I must say that there seems much to be said for that suggestion. Leaving aside the technicalities of the law, many people would regard occupation of a holday chalet as being more of a consumer transaction, even though a large capital sum is involved, than something like a tenancy of a permanent home. An apposite analogy—the hon. Gentleman mentioned the car owner—would be with the car owner who has invested a lot of capital in a good-quality car which he might expect to use for many years. If the manufacturers' agents refused to carry out servicing or to supply spare parts except on very onerous terms, he would be faced with the same dilemma as that which faces the occupants of the chalets to which the hon. Member referred.

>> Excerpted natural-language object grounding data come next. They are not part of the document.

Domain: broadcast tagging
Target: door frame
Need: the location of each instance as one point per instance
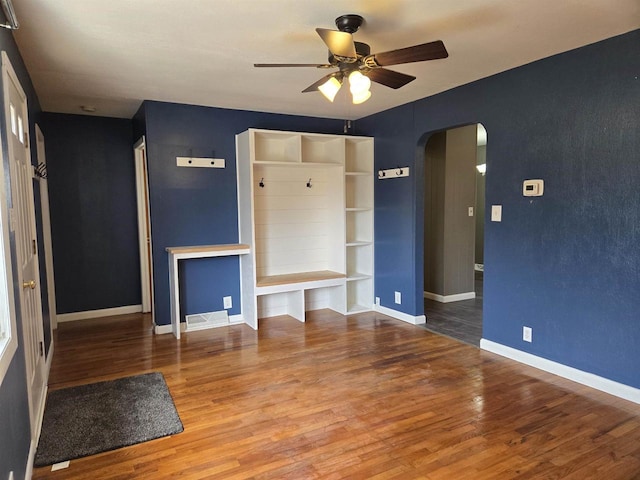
(36, 405)
(144, 226)
(46, 228)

Everyone would, I think, agree that it would be a proper object of consumer protection legislation to try to bring the agents and the manufacturers to behave more reasonably.

The difficulty, as I have already explained, is that, under the law as it stands, consumer protection legislation does not extend to rents, leases, or tenancies of land, and these are outside the scope of the Fair Trading Act 1973 or of the Price Code, and it would require legislation to bring them in.

I am afraid that I can offer no promises about future legislation. Nevertheless, I can assure the hon. Gentleman and his constituents that Ministers in both the Department of the Environment and the Department of Prices and Consumer Protection will take note of what he has said today, and of the papers that he has sent to us, and that the Government will be watching what goes on and will be ready to consider the case for action if necessary.

The evidence about the practices of site operators that we have been collecting for the purposes of the mobile homes review, which includes monitoring of the working of the Mobile Homes Act, will no doubt help with the wider problem of other types of mixed tenures. The office of the Director General of Fair Trading is participating in the review, and he has also been looking at similar problems that have arisen with holiday caravan sites.

I cannot pretend that we yet have any final answers for mobile homes, holiday caravans or chalets, but I can give an assurance that if we do not find a solution it will not be for want of careful consideration of the facts and the issues involved.

I repeat that I am grateful to the hon. Member for Faversham for giving me this opportunity to outline our thinking about this distressing problem, and I hope that what I have said will be of some reassurance to his constituents. I say again that we shall read carefully the report of the debate this afternoon and see whether there is anything constructive that we can do to help.

Question put and agreed to.

Adjourned accordingly at twenty-one minutes past Four o'clock.